#MAgarte: "Le donne di Verdi... davvero mobili?"

a cura di Mariella Agostinacchio

Profumo di Teatro Politeama a Lecce. Con fatica, tenacia e amore per la tradizione anche quest’anno ci regala l’Opera. Studio, leggo, ascolto arie celebri, meno celebri, chiacchiero con l’amico melomane e rifletto sulle donne di Verdi: spesso in camicia da notte, spesso fraintese e tra un approfondimento ed un’amabile consiglio rifletto. Una e bina, una e trina, una ed ennesima, all' infinita potenza: "la donna", sostantivo singolare femminile, nel teatro musicale di Giuseppe Verdi diventa all' improvviso "le donne", nome plurale, molteplice, moltiplicato per cento. Lo strappo nei confronti dell' opera classica è violento. Nelle opere di Rossini, di Donizetti, di Bellini, la figura femminile interpreta lo stereotipo dell'eroina romantica: languida, fremente, appassionata, malata, pura, votata al sacrificio.

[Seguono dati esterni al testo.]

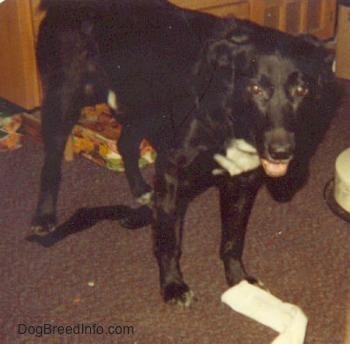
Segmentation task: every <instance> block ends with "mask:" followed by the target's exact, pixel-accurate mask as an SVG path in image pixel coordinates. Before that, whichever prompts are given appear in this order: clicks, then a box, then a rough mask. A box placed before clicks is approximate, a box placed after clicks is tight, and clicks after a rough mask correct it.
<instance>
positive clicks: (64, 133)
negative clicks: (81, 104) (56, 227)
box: [31, 85, 81, 235]
mask: <svg viewBox="0 0 350 344" xmlns="http://www.w3.org/2000/svg"><path fill="white" fill-rule="evenodd" d="M80 99H81V97H80V94H79V92H75V90H72V85H63V86H62V87H60V88H59V89H58V88H57V87H55V88H53V89H52V90H50V88H49V89H48V90H47V92H46V96H45V98H44V101H43V105H42V114H41V116H42V123H41V124H42V138H43V143H44V164H43V167H42V170H41V181H40V191H39V200H38V204H37V208H36V212H35V215H34V217H33V219H32V225H31V226H32V230H33V232H34V233H36V234H39V235H44V234H46V233H48V232H50V231H53V230H54V229H55V226H56V203H57V196H58V190H59V185H60V181H61V162H62V159H63V154H64V149H65V145H66V142H67V139H68V136H69V135H70V133H71V131H72V129H73V126H74V124H75V123H76V122H77V120H78V118H79V114H80V105H81V104H80Z"/></svg>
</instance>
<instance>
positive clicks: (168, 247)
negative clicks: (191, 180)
mask: <svg viewBox="0 0 350 344" xmlns="http://www.w3.org/2000/svg"><path fill="white" fill-rule="evenodd" d="M154 205H155V221H154V224H153V235H154V253H155V256H156V258H157V261H158V264H159V278H160V287H161V291H162V295H163V299H164V301H165V302H168V303H171V304H177V305H179V306H185V307H188V306H189V305H190V304H191V302H192V299H193V293H192V292H191V291H190V289H189V287H188V286H187V284H186V283H185V282H184V280H183V277H182V272H181V269H180V257H181V242H182V229H183V219H184V216H185V212H186V208H187V205H188V201H187V200H186V199H184V198H180V197H179V180H178V178H177V177H176V176H174V175H171V174H168V173H165V174H164V175H161V176H159V177H158V178H157V181H156V183H155V204H154Z"/></svg>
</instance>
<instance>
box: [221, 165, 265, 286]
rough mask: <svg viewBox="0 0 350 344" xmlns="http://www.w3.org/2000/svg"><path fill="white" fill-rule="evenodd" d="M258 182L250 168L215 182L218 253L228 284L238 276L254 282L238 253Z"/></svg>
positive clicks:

Nei drammi di Verdi, invece, da Nabucco in poi, cambia tutto: Abigaille, Elvira, Odabella, Lady Macbeth, e
poi Gilda, Leonora, Azucena, Violetta, e ancora Elisabetta, Aida, Amneris, Desdemona sono donne di carne e di sangue, di testa e di cuore, donne che abitano in palcoscenico, ma che assomigliano sempre di più a quelle che si incontrano nelle case, nelle strade, nei teatri d'Italia. Quello che il musicista rifiuta all’eroe, lo accorda dunque immancabilmente all’eroina: finezza, sensibilità, evoluzione interiore, senso del reale, capacità di soffrire, intelligenza del cuore, come se l’eroe incarnasse dell’uomo la volontà rigida e tesa, mentre la donna ne incarnerebbe l’anima. Per compiere questa metamorfosi Verdi usa il suo strumento preferito: la voce. Una voce che si trasforma in un coro: il soprano diventa lirico, drammatico, di agilità, il mezzosoprano si divide in acuto, lirico, grave. Ed è proprio nei registri più vari delle voci che si specchiano i caratteri altrettanto esuberanti delle donne verdiane.

Mentre le "donne di carta" di Verdi tendono dunque a diventare sempre più concrete e reali, le sue donne di carne, quelle che lo hanno accompagnato lungo il corso della vita, non assomigliano affatto a personaggi da melodramma. Al contrario sono donne solide, forti, sostenute da un amore pragmatico e terreno: Margherita
Barezzi, la prima moglie, segue devotamente Giuseppe nei primi, tragici anni milanesi, Giuseppina Strepponi, fedele, paziente, saggia compagna di una vita, lo protegge dalle tempeste dell' esistenza, Clara Maffei, amica e confidente, fa di lui un uomo di pensiero e persino un “politico”, Teresa Stolz, infine, amore platonico e inconfessato, gli sta accanto in silenzio, soprattutto negli anni della fertilissima vecchiaia. Mi accomodo sul velluto rosso….luci spente. Inizia la magia!!